With the new layout, the Museum added actual weaving workshops alongside the exhibition spaces. The current exhibit presents manual looms with four and eight heddles and allows observing from up close how they work, discovering how a loom is capable of weaving warp and weft to produce fabrics. The workshops spaces periodically host educational activities designed for children and teens, school trips and weaving courses for adults.

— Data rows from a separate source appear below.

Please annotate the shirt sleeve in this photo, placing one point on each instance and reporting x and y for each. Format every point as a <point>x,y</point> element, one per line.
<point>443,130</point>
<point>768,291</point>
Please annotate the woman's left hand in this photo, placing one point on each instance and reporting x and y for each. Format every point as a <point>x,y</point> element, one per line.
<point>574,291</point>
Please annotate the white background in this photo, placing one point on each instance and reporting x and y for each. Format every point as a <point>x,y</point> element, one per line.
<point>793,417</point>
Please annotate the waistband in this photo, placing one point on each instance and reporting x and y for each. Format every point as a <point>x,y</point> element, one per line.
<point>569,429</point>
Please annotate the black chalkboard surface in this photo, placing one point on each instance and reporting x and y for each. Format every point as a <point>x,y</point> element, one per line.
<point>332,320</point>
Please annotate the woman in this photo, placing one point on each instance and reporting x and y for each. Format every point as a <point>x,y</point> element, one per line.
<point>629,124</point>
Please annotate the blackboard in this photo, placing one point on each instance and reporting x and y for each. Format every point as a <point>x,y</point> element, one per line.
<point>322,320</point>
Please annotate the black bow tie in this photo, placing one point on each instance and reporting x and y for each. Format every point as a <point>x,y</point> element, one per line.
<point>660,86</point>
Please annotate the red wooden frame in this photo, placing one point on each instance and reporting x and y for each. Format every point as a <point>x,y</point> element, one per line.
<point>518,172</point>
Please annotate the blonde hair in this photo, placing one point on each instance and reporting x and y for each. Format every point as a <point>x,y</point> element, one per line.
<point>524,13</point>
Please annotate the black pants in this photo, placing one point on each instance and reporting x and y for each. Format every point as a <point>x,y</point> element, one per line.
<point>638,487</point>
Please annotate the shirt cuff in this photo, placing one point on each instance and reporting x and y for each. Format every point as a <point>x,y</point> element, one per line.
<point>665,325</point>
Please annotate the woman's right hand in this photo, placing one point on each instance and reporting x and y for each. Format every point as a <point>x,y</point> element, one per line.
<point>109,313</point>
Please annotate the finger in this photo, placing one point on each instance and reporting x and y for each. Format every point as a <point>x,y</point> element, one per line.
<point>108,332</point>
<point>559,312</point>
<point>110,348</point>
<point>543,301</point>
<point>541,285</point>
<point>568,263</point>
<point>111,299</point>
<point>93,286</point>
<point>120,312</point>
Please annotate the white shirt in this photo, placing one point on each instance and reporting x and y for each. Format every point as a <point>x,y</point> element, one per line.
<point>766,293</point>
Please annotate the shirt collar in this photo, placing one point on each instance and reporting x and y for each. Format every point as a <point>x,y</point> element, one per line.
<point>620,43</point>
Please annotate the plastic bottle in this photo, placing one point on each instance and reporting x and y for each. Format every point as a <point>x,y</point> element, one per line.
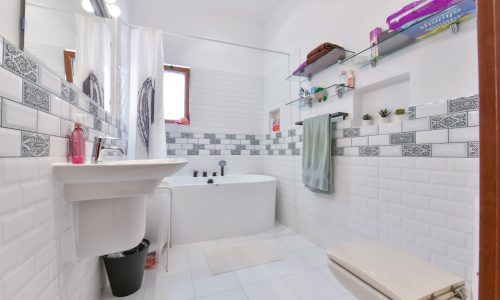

These spaces also provide examples of the current and future potential use of hemp, such as in the green-building sector. The premises were, in fact, refurbished employing hemp and lime plaster, a natural ecological combination whose main characteristics are to be acoustically and thermally insulating as well as humidity-absorbing. In 2016 this intervention earned the Museum the "Green Heart Quality" brand by the Umbria Region for reducing the energy consumption of the structure; it also testifies the commitment to the present-day by what was initially conceived as a place of recollection.
In the past, the Museum has also participated in projects related to the most advanced applications of an eclectic material such as hemp, like the T.U.N. Project. (Textile Umbro Naturale), linked to the experimentation in the textile production lines of hemp, wool and natural dyes, or the Fabric-Action Project of the Umbria Region realised in collaboration with the Milan Polytechnic and Polifactory, aimed at prototyping design objects made with natural and innovative hemp-based materials.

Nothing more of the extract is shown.